Gender-Empörung über Hans-Georg Maaßen

Der „stetig stärker werdende, neoreaktionär agierende, faschistische Flügel der Partei Alternative für Deutschland (AfD) um Björn Höcke“, so Hark & Oloff im schönsten SED-Jargon, habe sich dort „aktiv verbündet mit den marodierenden Nazibanden“. Diese auch sonst alltäglichen „xenophoben Gewaltmärsche“ entfesseln die „destruktiven Energien rassistisch motivierter Normalbürger*innen“ und zeigen den Mobilisierungserfolg der „völkisch-nationalen Sammlungsbewegung“. 

Im Stil dieser Halluzinationen geht es schier endlos weiter.
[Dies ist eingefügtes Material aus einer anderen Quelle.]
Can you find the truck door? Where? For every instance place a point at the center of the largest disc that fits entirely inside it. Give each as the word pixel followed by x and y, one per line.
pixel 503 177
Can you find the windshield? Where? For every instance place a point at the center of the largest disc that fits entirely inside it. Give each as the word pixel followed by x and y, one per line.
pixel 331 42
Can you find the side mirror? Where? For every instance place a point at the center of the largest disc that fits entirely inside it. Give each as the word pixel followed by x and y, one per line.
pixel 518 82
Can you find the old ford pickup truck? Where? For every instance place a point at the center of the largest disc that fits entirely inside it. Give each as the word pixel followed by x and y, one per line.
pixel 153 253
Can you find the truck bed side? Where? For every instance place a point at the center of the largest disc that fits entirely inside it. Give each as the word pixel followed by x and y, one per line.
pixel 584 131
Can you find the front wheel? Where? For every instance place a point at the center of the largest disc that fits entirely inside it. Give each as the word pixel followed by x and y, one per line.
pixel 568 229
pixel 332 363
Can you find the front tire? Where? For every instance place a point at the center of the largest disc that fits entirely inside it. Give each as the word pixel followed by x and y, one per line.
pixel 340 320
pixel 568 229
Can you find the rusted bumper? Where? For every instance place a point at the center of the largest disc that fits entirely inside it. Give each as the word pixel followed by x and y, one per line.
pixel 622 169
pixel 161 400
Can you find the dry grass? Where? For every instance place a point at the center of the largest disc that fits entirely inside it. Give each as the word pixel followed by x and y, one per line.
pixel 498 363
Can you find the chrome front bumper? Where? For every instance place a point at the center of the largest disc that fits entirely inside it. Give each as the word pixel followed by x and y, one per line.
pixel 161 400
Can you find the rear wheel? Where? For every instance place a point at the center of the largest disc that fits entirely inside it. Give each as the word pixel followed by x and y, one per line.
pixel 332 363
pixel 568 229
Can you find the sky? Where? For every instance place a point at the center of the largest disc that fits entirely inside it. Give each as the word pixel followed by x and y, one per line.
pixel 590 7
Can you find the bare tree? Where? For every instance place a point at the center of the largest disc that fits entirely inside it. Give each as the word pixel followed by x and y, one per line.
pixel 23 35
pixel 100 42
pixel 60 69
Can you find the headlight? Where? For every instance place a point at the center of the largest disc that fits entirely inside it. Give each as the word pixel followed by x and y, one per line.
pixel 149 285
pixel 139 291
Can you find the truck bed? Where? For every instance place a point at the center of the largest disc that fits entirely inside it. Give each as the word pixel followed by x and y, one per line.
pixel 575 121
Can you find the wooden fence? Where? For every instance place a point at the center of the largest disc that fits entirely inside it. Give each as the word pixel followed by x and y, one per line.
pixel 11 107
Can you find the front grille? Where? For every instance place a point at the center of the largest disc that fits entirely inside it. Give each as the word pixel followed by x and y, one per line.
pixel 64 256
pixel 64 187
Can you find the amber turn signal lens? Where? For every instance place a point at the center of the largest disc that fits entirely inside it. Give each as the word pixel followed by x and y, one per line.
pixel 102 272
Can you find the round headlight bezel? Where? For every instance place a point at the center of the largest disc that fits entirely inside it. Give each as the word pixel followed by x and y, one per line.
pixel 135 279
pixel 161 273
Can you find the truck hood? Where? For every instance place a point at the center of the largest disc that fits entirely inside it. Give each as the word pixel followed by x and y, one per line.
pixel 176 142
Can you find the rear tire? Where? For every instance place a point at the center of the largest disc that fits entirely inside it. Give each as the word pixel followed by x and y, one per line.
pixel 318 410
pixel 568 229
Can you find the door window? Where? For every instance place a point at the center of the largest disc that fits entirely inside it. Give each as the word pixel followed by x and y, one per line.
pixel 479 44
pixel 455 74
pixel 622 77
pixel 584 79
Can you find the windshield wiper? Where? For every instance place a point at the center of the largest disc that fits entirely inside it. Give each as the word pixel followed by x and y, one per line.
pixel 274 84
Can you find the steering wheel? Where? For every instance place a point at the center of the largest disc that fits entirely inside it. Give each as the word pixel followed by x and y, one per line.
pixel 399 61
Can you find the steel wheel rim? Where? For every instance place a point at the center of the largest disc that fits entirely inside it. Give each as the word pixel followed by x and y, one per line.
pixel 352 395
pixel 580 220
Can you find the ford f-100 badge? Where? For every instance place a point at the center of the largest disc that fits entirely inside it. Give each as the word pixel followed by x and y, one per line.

Empört zeigen sich die Damen über den damaligen Verfassungsschutzpräsidenten Hans-Georg Maaßen, der sich doch allen Ernstes erfrechte, an „rechten, rassistisch motivierten Hetzjagden“ in Chemnitz zu zweifeln. Hark und Oloff kriegen sich gar nicht mehr ein, bis sie ihren Text zur großen verschwörungstheoretischen Oper einer weltweiten Gegenrevolution gegen die „geschlechtergerechte Gestaltung der Demokratie“ aufgeblasen haben. 

Überall, von Charlottesville bis Chemnitz, seien „faschistische Männerbanden“ am Werk, um gegen Fremde, Muslime, Lesben, Schwule und Trans-Menschen zu hetzen. Sultan Erdogan sortieren – weil Autokrat wie Trump und Putin – die beiden feministischen Freundinnen des Islam gleich mit in die von ihnen attackierten „islamfeindlichen“ Bewegungen ein. Nicht die „economy“, nicht der Kapitalismus in seiner radikal globalisierten Gestalt, nein, der „sexistische und rassistische Maskulinismus“ ist für sie daher das gelöste Welträtsel. Das ist Sozialwissenschaft in einfachster Sprache, die nicht länger von Mehrwert, Entfremdung, Ausbeutung reden muß, wenn man sie üppig dafür bezahlt, vom Geschlecht zu fabulieren. 

Der Erkenntniswert sämtlicher Beiträge auch dieses Heftes strebt folglich gegen null. Oder ist es wissenswert, was die begnadete Ernst-Jünger-Exegetin Gabriele Kämper (Geschäftsstelle Gleichstellung beim Berliner Senat), wandelnd auf den von Klaus Theweleit („Männerphantasien“) ausgetretenen Pfaden, über „rechte Lektüren“ im Umfeld des Instituts für Staatspolitik in  Schnellroda herausfand, die irgendwie dem „Kult der Kälte“ frönen? So bleibt, sich mit unfreiwilliger Hochkomik zu trösten, die der einzig männliche Beiträger über ultragefährliche „Identitäre Schwule und bedrohliche Queers“ und das „Verhältnis von Homonationalismus und Anti-Genderismus im Nationalkonservatismus“ zum besten gibt.